Apple IPads in Cockpits May Mean End of Paper Charts
Apple Inc. (AAPL)’s iPad won approval from U.S. regulators to display navigational charts for some charter pilots, a step that may speed the end of the decades-old tradition of paper maps in the cockpit.
With the Federal Aviation Administration approving iPads in test projects at carriers including Executive Jet Management, a unit of Warren Buffett’s NetJets, and Lake in the Woods, Illinois-based N-Jet, the way is open for pilots at airlines and other commercial carriers to seek authorization for the devices, said Les Dorr, an agency spokesman.
IPad use by professional pilots would support Apple’s goal of winning more business buyers. The company’s total corporate sales may rise 51 percent to $11.3 billion in 2011, said Brian Marshall, a Gleacher & Co. analyst in San Francisco. Revenue was $76.3 billion last year.
“This is mission-critical computing,” said Marshall, who has a “buy” rating on Cupertino, California-based Apple. “For them to win this type of approval speaks volumes about the level of sophistication of what can be accomplished with the iPad.”
Charts showing data such as airports and radio frequencies for a state or region have been staples of U.S. flying since the 1930s, when they replaced the road maps used by early aviators. With private pilots already able to use electronic navigation devices, the practice of following a pencil-on-paper route has been fading in recent years.
So-called electronic flight bags, computers configured for aviation use, began winning FAA approval for use at airlines in the last decade, supplanting paper charts. A unit from Milwaukee-based Astronautics Corporation of America weighs 18 pounds (8.2 kilograms), 12 times as much as the iPad.
Apple’s tablet was first cleared as a navigation device in a professional cockpit with FAA’s approval of N-Jets in December. On Feb. 1, the agency certified the Cincinnati-based Executive Jet, whose parent, NetJets, is owned by Buffett’s Berkshire Hathaway Inc. (BRK/A) Executive Jet said it made 250 flights as part of the certification process.

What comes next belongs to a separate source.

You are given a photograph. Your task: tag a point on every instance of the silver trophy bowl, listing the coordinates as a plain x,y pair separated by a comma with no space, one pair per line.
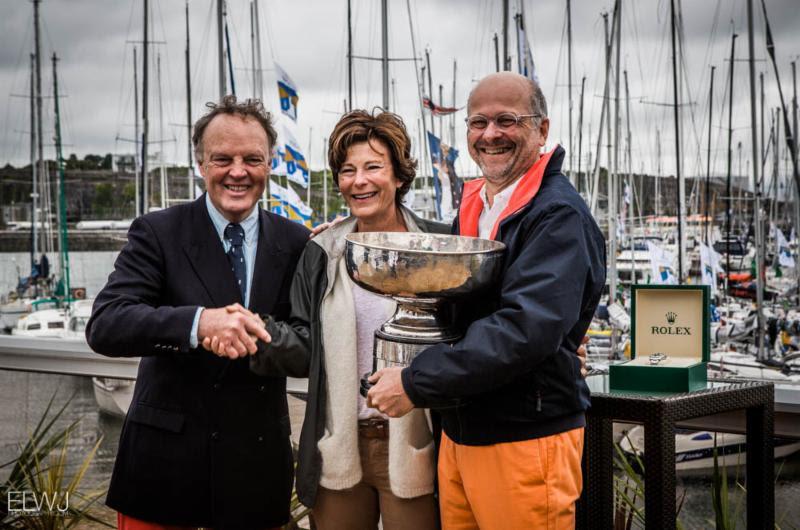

Commercial carriers now have a template for winning permission for iPad use, according to Jeppesen, the Boeing Co. (BA) map and accessory business that designed the application in the Executive Jet test.
Pilots at Alaska Air Group Inc. (ALK)’s Alaska Airlines, which uses only paper charts in its 116 aircraft, are testing iPads for some functions, said Marianne Lindsey, a spokeswoman. AMR Corp. (AMR)’s American Airlines and American Eagle rely on paper charts in its 900-plane fleet, said Ed Martelle, a spokesman.
Delta Air Lines Inc. (DAL), the world’s second-largest carrier, is “still vastly paper driven,” according to Gina Laughlin, a spokeswoman. Delta is pursuing approval to test iPads and other tablet devices next quarter, Laughlin said in an e-mail.
“Many air carriers have been using electronic flight bags for years, but they’ve been carrying the paper with them as well,” said Alison Duquette, an FAA spokeswoman. Executive Jet has “been able to demonstrate the reliability of the EFB, in this case the iPad.”
Executive Jet declined to comment beyond President Robert Garrymore’s statement that he was “pleased to collaborate with Jeppesen and the FAA.”
About 145,000 pilots were certified to fly for airlines as of 2009, along with roughly 126,000 others classified as commercial pilots, the FAA estimates. About 212,000 people held active private-pilot licenses.
The iPad’s touch-screen and illumination display could be an advantage over folded paper in finding information such as an emergency-landing site, said John Cox, a former US Airways Group Inc. (LCC) pilot who is now chief executive officer of consultant Safety Operating Systems LLC in Washington. “It’s easier to sort through the charts that you need.”
Part of Jeppesen’s impetus for developing the iPad navigation software was requests from pilots who already use the devices outside of work, said Tim Huegel, the company’s director of portfolio management.
“If you look at the demographic of a pilot, you’re talking well-educated, six-figure income,” Huegel said in an interview. “This was a hardware platform that was adopted in their personal life.”
Jeppesen, the publisher of the industry’s first flight charts, plans to release similar software for iPad competitors running Google Inc. (GOOG)’s Android operating system this year, said Jeff Buhl, a senior manager in Jeppesen’s Enterprise Solutions division and product manager for the electronic flight bag app, Jeppesen Mobile TC.
Even pilot training may end up paperless, at least for students preparing for airline jobs. Embry-Riddle Aeronautical University in Daytona Beach, Florida, is now looking for an electronic device for its students, said Tim Brady, dean of aviation.
When Brady flies, he has his charts in a Samsung Electronics Co. tablet computer roughly the size of an iPad. His paper charts also are at hand.
“For the guys my age, they’ll use an iPad for sure, but there will be that little niggling fear in the background that something is going to happen,” said Brady, 71. “That’s just being old-fashioned I guess.”